Convert PDF to TXT File Using Python

Last Updated : 12 Apr, 2025

We have a PDF file and want to extract its text into a simple .txt format. The idea is to automate this process so the content can be easily read, edited, or processed later. For example, a PDF with articles or reports can be converted into plain text using just a few lines of Python. In this article, we’ll use a sample file.pdf to explore different libraries and methods to do this efficiently.

Using pdfplumber

pdfplumber is a Python library that provides advanced capabilities for extracting text, tables and metadata from PDF files. It is especially useful when working with PDFs that have a complex layout or contain structured data like tables.

Python

import pdfplumber

with pdfplumber.open("file.pdf") as pdf, open("output.txt", "w", encoding="utf-8") as f:
    
    for page in pdf.pages:
        t = page.extract_text()
        if t:
            f.write(t + '\n')

Output

Explanation: This code uses pdfplumber to open "file.pdf" and "output.txt" simultaneously. It iterates through each page of the PDF using pdf.pages, extracts text with extract_text(), and if text exists, writes it to the output file followed by a newline to separate the content of each page.

Using PyPDF2

PyPDF2 is a pure-Python library used for reading and writing PDF files. It is widely used for basic PDF manipulation, including text extraction, merging, splitting, and rotating pages.
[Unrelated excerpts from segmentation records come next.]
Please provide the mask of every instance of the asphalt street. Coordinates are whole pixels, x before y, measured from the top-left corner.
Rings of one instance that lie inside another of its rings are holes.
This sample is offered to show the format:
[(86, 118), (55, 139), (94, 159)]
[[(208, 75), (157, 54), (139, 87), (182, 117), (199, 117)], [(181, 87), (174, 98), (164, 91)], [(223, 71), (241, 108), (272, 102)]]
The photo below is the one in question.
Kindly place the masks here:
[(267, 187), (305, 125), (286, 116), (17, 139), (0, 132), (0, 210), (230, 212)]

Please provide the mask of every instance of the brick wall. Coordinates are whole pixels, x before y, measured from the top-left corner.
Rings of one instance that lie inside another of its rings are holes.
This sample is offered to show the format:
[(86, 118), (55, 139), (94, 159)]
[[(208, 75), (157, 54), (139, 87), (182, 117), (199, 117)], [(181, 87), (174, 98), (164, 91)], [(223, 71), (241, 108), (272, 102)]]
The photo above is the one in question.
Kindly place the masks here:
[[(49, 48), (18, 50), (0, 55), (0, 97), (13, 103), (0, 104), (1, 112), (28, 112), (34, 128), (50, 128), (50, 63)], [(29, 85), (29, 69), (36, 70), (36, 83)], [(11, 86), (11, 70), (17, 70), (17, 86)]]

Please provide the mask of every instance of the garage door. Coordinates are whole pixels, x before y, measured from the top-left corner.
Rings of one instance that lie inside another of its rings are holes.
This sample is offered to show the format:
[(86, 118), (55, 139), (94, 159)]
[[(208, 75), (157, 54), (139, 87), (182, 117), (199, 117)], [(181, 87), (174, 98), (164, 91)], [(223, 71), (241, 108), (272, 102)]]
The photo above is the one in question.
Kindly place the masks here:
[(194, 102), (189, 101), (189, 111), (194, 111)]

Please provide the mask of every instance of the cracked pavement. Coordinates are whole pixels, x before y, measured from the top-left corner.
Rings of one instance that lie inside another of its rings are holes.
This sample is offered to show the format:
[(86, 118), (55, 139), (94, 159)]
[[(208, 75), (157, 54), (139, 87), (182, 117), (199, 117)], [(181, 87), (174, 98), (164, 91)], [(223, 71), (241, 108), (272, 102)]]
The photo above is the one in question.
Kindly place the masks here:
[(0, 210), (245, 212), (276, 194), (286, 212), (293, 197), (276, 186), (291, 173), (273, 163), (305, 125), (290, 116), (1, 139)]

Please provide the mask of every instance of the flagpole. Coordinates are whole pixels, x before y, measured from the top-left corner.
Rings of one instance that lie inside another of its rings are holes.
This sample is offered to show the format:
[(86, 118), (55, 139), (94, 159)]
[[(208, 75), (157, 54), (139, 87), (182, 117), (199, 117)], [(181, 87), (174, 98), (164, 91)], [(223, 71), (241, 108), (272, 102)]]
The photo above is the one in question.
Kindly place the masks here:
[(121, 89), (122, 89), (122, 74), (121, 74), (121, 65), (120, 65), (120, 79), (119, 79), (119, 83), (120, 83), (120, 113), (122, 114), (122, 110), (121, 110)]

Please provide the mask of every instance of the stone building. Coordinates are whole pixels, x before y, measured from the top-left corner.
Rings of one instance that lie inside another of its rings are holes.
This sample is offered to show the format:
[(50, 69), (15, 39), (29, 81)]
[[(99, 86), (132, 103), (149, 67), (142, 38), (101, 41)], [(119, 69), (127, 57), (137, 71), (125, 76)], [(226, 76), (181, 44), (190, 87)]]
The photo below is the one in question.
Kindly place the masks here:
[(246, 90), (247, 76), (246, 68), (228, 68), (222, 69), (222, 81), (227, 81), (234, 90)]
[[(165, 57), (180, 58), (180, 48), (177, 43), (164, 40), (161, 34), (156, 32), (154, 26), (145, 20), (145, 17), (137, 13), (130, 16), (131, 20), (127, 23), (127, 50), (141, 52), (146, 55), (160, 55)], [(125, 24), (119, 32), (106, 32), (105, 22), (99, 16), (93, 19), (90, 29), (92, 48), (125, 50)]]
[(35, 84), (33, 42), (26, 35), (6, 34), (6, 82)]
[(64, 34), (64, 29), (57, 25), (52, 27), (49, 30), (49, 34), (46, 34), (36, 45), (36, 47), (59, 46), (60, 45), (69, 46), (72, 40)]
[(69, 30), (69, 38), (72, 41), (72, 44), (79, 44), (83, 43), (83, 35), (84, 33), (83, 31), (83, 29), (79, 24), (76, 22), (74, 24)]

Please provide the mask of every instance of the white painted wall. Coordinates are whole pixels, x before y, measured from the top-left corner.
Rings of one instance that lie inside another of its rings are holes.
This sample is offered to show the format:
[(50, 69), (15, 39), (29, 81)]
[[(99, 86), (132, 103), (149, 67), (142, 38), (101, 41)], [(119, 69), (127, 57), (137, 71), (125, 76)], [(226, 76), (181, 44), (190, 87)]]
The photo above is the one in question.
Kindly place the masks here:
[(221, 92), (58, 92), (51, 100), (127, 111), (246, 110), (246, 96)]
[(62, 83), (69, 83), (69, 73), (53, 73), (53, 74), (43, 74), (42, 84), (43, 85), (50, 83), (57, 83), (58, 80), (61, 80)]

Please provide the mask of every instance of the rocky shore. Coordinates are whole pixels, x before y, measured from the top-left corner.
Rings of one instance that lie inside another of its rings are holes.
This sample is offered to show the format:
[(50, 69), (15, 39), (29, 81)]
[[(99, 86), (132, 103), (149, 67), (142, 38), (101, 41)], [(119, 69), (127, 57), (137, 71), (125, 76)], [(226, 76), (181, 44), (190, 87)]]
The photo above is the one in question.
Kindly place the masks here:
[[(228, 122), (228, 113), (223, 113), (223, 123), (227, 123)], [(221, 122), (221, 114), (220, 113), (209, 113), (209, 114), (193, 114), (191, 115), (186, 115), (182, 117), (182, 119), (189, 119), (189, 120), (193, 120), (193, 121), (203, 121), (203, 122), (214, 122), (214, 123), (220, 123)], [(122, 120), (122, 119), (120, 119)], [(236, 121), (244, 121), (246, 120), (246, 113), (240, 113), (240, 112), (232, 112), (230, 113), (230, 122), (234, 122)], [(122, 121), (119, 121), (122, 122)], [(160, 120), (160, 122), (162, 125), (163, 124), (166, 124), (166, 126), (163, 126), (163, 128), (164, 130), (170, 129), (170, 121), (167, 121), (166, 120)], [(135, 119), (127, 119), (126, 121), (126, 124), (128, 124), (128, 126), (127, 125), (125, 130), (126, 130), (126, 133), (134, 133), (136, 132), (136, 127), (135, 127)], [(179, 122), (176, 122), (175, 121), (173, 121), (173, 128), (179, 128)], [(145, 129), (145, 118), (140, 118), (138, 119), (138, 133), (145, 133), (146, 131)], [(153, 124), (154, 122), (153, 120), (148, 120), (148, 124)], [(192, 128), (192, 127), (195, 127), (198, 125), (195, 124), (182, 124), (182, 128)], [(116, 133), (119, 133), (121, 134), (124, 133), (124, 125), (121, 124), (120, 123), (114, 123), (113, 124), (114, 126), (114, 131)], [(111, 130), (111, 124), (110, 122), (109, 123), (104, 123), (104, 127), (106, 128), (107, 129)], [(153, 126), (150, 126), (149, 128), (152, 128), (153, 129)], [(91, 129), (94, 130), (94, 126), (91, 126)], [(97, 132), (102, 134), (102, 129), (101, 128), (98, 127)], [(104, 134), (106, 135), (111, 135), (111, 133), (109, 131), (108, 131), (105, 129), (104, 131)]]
However, it may not always handle complex layouts or structured data as precisely as pdfplumber.

Python

from PyPDF2 import PdfReader

reader = PdfReader("file.pdf")
with open("output.txt", "w", encoding="utf-8") as f:
    
    for page in reader.pages:
        t = page.extract_text()
        if t:
            f.write(t + '\n')

Output

Explanation: This code creates a PdfReader object to read "file.pdf", opens "output.txt" in write mode with UTF-8 encoding, and loops through each page to extract text using extract_text(). If text is found, it writes it to the output file with a newline for separation.

Using fitz

fitz is the interface of the PyMuPDF library, which allows high-performance PDF and eBook manipulation. It is known for its speed and accuracy in text extraction, especially for PDFs that have a complex graphical layout or embedded fonts.

Python

import fitz  # PyMuPDF

doc = fitz.open("file.pdf")
with open("output.txt", "w", encoding="utf-8") as f:
    
    for page in doc:
        f.write(page.get_text() + '\n')

Explanation: This code uses fitz (PyMuPDF) to open "file.pdf" and reads it page by page. For each page, it extracts the text using get_text() and writes it to "output.txt", adding a newline after each page’s content to keep them separated.